The role of particular effector-cell populations in achieving ADCC in vivo remains controversial. While NK cells and macrophages share some common Fc-receptors, it understates the complexity of immunotherapeutic approaches to assume that a generic approach of increasing antibody affinity for activatory receptors will necessarily suffice for achieving optimal effector cell engagement. For example, NK cells are generally believed to be largely responsible for Fc-mediated efficacy against haematological tumours, yet reportedly show very poor penetration into solid tumours. However, this does not necessarily justify an emphasis on optimising macrophage engagement, as tumour-associated macrophages have the potential to exert pro-tumorigenic effects. Furthermore, data are emerging suggesting that antibody treatment may enhance tumour infiltration of NK cells. Thus, Fc-mediated antibody activities must be viewed in the context of the tumour microenvironment, which cannot be recapitulated in vitro. Further understanding of the role of specific effector-cell populations in particular tumour types is required to elucidate the optimal effector-cell engagement strategy for solid-tumour therapy, which may not prove the same for all tumour types. The complexity of the in vivo environment is well illustrated by work with anti-CD20 monoclonal antibodies where ADCC was shown in a murine model to be the main mechanism of action in most cellular compartments, but CDC drove B-cell depletion in marginal zones (Gong et al, 2005).

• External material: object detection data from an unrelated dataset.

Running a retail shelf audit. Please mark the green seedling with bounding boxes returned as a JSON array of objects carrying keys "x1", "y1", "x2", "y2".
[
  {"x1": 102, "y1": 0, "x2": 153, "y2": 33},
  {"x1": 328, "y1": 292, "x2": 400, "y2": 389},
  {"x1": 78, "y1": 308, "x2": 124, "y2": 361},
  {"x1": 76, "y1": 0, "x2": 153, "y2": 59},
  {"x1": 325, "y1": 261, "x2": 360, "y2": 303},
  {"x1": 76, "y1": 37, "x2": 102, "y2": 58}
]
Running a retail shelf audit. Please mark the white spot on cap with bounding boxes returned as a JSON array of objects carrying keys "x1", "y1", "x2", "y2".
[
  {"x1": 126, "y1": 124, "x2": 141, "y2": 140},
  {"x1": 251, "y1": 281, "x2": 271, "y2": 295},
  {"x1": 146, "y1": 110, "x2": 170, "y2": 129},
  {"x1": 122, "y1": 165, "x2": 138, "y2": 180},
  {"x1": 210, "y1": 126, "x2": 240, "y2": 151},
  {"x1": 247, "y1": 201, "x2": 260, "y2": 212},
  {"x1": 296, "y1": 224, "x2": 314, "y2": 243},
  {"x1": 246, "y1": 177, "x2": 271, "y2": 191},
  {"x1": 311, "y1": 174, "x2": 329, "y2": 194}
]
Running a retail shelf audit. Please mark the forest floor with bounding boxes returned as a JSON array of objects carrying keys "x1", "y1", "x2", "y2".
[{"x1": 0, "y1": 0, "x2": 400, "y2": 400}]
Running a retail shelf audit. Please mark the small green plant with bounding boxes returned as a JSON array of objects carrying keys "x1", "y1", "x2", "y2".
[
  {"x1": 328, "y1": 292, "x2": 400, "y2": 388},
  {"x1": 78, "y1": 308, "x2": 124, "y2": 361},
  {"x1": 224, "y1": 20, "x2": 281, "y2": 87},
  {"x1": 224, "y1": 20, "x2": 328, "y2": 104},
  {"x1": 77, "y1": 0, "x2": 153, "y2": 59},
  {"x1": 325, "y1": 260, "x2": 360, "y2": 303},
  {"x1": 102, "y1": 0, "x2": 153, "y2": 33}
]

Engaging the adaptive immune system

The engagement of the adaptive immune system against tumour antigens represents a long-standing goal in cancer therapy. The development of optimised passive immunotherapies may offer the potential to achieve such an adaptive immune switch. Enhancing the antibody-mediated recruitment of effector cells with antigen-presentation capacity, for example, dendritic cells, may lead to presentation of tumour antigens in an appropriate context to engage a T-cell-driven response. Preliminary data appear to confirm the potential of this approach and there is considerable interest in defining the conditions that need to be met to break immune tolerance to tumour antigens. Of particular interest are recent observations that describe the process of ‘cross-priming’ of professional antigen-presenting cells. Phagocytosis as a consequence of Fc-receptor engagement can result in preferential presentation of tumour-associated antigens by MHC class-I rather than MHC class-II, potentially activating CD8-positive effector T cells with tumour-antigen specificity (reviewed by Desjarlais et al, 2007). Intriguingly, the bias towards MHC class-II presentation appears to be driven by decreased inhibitory Fc-receptor binding. This raises the possibility that selecting antibodies with favourable A:I properties may achieve the dual benefit of enhanced ADCC and enhanced adaptive immune system engagement.

It should be noted that the clinical use of antibodies with putative Fc-mediated activity has not been without some toxicity in patients. In common with all methods that seek to increase Fc-mediated effects, the potential to increase toxicity should be considered, particularly in the context of autoimmune complications that may arise where normal tissue expression of the antigen occurs.

Concluding remarks

Convincing evidence of the important role of Fc-mediated mechanisms of action in the clinical efficacy of antitumour antibodies now exists. Such evidence reveals not only the potential to augment the clinical efficacy observed to date against existing targets, but also the opportunity to exploit a range of other cancer targets with antibody therapeutics designed to achieve their effects predominantly through Fc-mediated mechanisms. There remain significant challenges within the drug discovery process to achieving this aim, most notably, the development of optimal in vitro and in vivo screening methods, an improved consideration of the importance of epitope selection and a better understanding of events at the tumour–immune system interface. Success in meeting these challenges will achieve a new generation of therapeutics and will represent an advance as important as previous technological achievements in antibody engineering that have enabled their successful clinical use.